The modified DeLorean was a stunning replica of the car featured in the films only larger. Even the front panels looked just as it appeared in film with the flux capacitor and a dashboard display that showed current time, destination time and previous time.

After the gull-wing doors closed the vehicles “lifted” off since they had the hover technology and accelerated to 88 miles per hour. The first destination was Hill Valley in 2015, which was the same fantastic future showcased in Back to the Future, Part II with a chaotic traffic of hover cars and floating signs. Biff can be spotted in his DeLorean as he taunts the riders (he also pops up in small monitors in the riders’ car, as well as Doc). Biff escapes in time after a chase and the riders wind up in the ice age barely keeping up with Biff. The final destination is the Cretaceous period where both cars run into an angry tyrannosaurus rex. After literally escaping from the dinosaur’s maw, the riders rescue Biff, whose car is damaged and trapped in a lava flow, by bumping his car and sending both vehicles back to the future.
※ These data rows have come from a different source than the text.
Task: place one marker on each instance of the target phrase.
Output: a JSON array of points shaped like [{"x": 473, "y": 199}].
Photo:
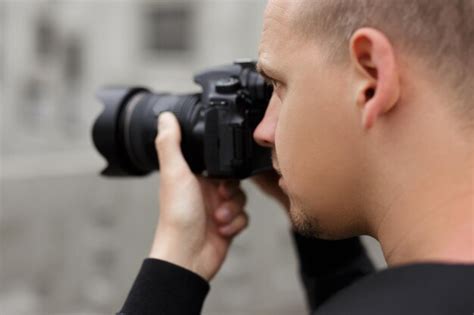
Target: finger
[
  {"x": 167, "y": 144},
  {"x": 236, "y": 226},
  {"x": 228, "y": 210},
  {"x": 228, "y": 189}
]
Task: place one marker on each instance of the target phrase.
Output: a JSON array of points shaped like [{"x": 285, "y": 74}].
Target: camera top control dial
[{"x": 228, "y": 85}]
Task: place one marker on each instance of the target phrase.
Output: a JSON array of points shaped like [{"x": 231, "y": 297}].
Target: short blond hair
[{"x": 439, "y": 32}]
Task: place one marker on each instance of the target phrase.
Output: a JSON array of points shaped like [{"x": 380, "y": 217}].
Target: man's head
[{"x": 356, "y": 82}]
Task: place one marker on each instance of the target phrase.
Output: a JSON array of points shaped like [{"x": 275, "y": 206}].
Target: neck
[{"x": 428, "y": 206}]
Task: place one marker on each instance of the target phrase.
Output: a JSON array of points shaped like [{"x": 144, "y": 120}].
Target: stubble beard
[{"x": 302, "y": 223}]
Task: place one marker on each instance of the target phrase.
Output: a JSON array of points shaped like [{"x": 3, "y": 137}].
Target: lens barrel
[{"x": 125, "y": 131}]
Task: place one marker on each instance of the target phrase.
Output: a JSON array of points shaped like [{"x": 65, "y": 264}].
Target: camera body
[{"x": 217, "y": 125}]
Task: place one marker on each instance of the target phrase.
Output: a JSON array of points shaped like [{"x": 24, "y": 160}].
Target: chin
[{"x": 305, "y": 223}]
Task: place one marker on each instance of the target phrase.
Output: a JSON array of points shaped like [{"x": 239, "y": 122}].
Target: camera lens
[{"x": 125, "y": 131}]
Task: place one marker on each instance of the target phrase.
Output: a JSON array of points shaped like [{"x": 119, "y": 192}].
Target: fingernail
[
  {"x": 223, "y": 214},
  {"x": 163, "y": 120}
]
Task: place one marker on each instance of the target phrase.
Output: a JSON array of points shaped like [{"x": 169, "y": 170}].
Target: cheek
[{"x": 312, "y": 141}]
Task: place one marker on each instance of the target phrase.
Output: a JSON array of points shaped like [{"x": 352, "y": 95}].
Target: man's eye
[{"x": 274, "y": 83}]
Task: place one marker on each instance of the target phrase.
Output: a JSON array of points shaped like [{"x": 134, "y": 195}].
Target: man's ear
[{"x": 377, "y": 81}]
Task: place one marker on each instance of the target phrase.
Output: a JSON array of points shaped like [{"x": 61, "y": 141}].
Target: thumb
[{"x": 168, "y": 144}]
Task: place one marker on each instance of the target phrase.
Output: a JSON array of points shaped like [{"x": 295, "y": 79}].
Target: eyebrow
[{"x": 263, "y": 73}]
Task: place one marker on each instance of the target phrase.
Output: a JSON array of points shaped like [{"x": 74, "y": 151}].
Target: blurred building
[{"x": 72, "y": 242}]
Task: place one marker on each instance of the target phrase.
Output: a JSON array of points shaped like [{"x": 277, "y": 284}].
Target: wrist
[{"x": 174, "y": 252}]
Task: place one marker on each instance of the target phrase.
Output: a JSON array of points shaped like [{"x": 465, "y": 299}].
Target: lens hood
[{"x": 107, "y": 134}]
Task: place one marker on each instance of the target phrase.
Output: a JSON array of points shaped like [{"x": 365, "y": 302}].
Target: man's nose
[{"x": 264, "y": 134}]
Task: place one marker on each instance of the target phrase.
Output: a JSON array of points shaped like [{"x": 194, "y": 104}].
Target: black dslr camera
[{"x": 217, "y": 125}]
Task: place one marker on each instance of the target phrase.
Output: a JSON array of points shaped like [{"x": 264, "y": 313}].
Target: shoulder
[{"x": 412, "y": 289}]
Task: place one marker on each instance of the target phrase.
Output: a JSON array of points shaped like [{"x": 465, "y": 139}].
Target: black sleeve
[
  {"x": 162, "y": 288},
  {"x": 328, "y": 266}
]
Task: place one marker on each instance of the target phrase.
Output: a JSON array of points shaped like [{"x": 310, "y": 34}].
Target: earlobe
[{"x": 377, "y": 80}]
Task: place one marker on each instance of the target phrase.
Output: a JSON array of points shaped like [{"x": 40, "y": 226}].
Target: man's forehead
[{"x": 277, "y": 26}]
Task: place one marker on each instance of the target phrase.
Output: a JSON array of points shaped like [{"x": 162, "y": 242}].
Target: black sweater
[{"x": 338, "y": 278}]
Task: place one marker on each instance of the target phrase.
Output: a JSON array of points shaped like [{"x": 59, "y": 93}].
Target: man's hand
[{"x": 198, "y": 217}]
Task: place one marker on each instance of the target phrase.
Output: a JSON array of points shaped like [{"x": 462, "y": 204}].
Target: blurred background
[{"x": 72, "y": 242}]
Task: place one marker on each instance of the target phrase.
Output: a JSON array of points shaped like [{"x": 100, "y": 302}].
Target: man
[{"x": 371, "y": 125}]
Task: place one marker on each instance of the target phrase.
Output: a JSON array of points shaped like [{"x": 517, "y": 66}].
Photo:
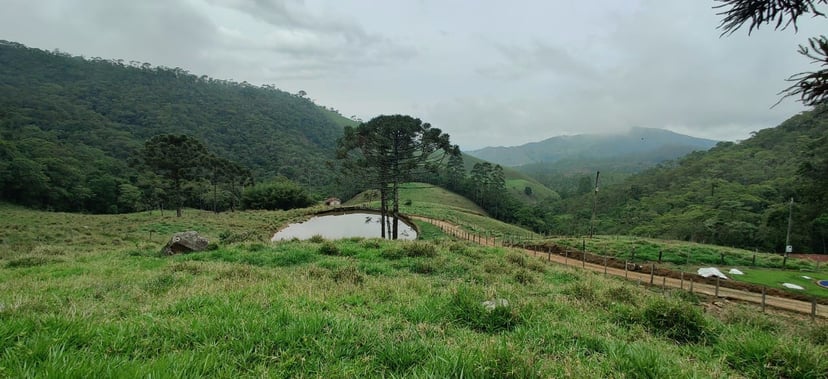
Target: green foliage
[
  {"x": 675, "y": 320},
  {"x": 282, "y": 194},
  {"x": 329, "y": 248},
  {"x": 70, "y": 125},
  {"x": 286, "y": 310},
  {"x": 386, "y": 151},
  {"x": 732, "y": 195},
  {"x": 466, "y": 306}
]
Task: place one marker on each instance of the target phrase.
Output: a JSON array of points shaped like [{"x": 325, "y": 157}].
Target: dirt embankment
[{"x": 648, "y": 267}]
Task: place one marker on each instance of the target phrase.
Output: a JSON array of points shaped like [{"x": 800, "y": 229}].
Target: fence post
[
  {"x": 813, "y": 309},
  {"x": 717, "y": 286},
  {"x": 605, "y": 266}
]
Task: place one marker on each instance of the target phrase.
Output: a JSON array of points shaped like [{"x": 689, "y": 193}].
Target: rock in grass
[
  {"x": 490, "y": 305},
  {"x": 185, "y": 242}
]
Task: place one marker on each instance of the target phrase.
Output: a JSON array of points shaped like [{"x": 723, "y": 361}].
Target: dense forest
[
  {"x": 71, "y": 129},
  {"x": 736, "y": 194}
]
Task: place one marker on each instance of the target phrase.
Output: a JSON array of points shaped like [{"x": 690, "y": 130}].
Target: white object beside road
[
  {"x": 792, "y": 286},
  {"x": 710, "y": 271}
]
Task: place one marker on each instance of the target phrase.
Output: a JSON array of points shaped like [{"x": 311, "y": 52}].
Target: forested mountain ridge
[
  {"x": 646, "y": 144},
  {"x": 69, "y": 125},
  {"x": 735, "y": 194}
]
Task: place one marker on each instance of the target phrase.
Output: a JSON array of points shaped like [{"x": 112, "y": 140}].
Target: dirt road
[{"x": 813, "y": 309}]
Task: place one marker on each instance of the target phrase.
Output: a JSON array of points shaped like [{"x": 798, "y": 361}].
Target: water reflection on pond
[{"x": 341, "y": 226}]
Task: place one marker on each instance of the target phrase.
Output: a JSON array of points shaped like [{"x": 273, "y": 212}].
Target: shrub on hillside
[{"x": 675, "y": 320}]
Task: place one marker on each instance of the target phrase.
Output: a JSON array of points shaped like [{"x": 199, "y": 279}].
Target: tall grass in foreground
[{"x": 369, "y": 308}]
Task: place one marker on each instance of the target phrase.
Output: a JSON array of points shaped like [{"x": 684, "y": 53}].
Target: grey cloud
[
  {"x": 302, "y": 44},
  {"x": 521, "y": 62}
]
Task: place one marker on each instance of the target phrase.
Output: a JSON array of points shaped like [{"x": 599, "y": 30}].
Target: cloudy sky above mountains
[{"x": 489, "y": 73}]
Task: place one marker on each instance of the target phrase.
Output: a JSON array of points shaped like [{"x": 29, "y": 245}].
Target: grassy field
[
  {"x": 75, "y": 303},
  {"x": 764, "y": 269},
  {"x": 435, "y": 202},
  {"x": 517, "y": 188}
]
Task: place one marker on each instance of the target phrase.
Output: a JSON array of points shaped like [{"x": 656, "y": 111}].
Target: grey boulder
[{"x": 185, "y": 242}]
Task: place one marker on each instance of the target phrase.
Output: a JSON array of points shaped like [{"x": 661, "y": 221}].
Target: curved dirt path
[{"x": 817, "y": 310}]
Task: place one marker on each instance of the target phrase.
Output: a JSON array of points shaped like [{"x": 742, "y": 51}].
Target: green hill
[
  {"x": 517, "y": 182},
  {"x": 736, "y": 194},
  {"x": 634, "y": 147},
  {"x": 69, "y": 125}
]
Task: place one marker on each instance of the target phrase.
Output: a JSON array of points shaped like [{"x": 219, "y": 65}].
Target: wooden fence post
[
  {"x": 813, "y": 309},
  {"x": 605, "y": 266},
  {"x": 717, "y": 286}
]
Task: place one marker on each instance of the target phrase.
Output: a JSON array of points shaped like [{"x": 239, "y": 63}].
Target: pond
[{"x": 337, "y": 226}]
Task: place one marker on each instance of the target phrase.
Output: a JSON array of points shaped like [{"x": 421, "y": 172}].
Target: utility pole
[
  {"x": 594, "y": 205},
  {"x": 788, "y": 247}
]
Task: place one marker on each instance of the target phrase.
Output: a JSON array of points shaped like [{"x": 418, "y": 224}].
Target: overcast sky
[{"x": 490, "y": 73}]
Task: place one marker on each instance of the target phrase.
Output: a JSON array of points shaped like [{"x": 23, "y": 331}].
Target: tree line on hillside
[
  {"x": 735, "y": 194},
  {"x": 387, "y": 151},
  {"x": 69, "y": 127}
]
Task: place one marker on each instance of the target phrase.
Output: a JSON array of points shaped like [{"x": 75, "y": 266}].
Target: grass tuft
[{"x": 466, "y": 307}]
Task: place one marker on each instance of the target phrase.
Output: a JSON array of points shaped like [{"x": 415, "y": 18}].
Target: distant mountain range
[{"x": 647, "y": 145}]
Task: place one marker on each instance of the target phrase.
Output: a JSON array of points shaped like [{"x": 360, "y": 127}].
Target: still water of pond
[{"x": 341, "y": 226}]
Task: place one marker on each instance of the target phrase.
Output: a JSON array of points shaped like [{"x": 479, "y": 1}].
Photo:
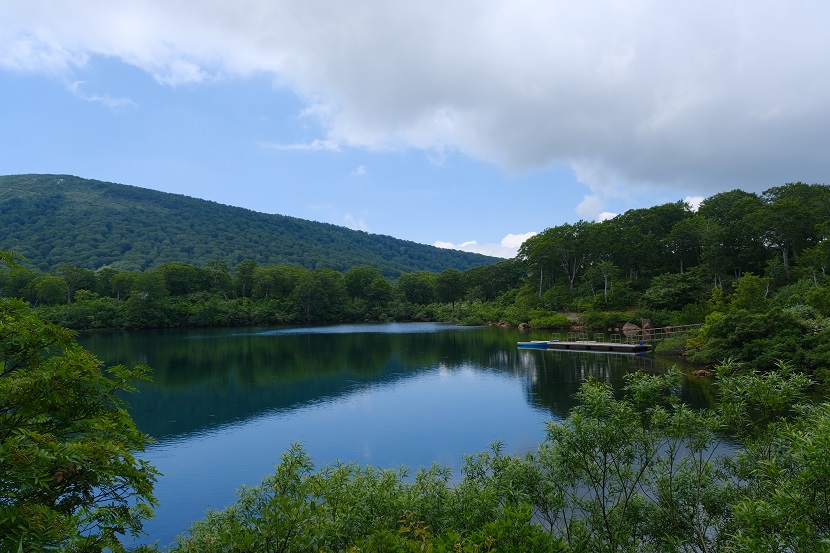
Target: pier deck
[{"x": 608, "y": 347}]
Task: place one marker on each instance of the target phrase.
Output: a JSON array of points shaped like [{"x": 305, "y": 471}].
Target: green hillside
[{"x": 52, "y": 219}]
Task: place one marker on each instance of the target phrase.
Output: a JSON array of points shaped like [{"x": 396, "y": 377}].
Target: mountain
[{"x": 52, "y": 219}]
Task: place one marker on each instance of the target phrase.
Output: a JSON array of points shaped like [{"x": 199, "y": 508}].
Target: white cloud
[
  {"x": 507, "y": 248},
  {"x": 356, "y": 223},
  {"x": 113, "y": 104},
  {"x": 695, "y": 95},
  {"x": 590, "y": 207},
  {"x": 315, "y": 145},
  {"x": 694, "y": 201}
]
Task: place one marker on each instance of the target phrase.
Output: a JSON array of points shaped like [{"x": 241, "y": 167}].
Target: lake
[{"x": 226, "y": 403}]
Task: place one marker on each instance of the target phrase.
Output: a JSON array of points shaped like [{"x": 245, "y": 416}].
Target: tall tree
[
  {"x": 449, "y": 286},
  {"x": 244, "y": 273},
  {"x": 70, "y": 478}
]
Back at the institute, Biff is captured by Doc’s workers and all is well. This sequence was actually cut short as it originally ended with Biff being showered with manure as was his fate in the films. However, Doc Brown warns riders from the PA speakers to quickly exit the ride or else they would run into other versions of themselves and risked disrupting the time continuum! Unlike most rides today, this one did not exit directly into a gift shop, although one was located nearby the main building, which sold nifty souvenirs. These included replicas of the DeLorean (see picture) of various sizes, license plates with OUTATIME, and T-shirts.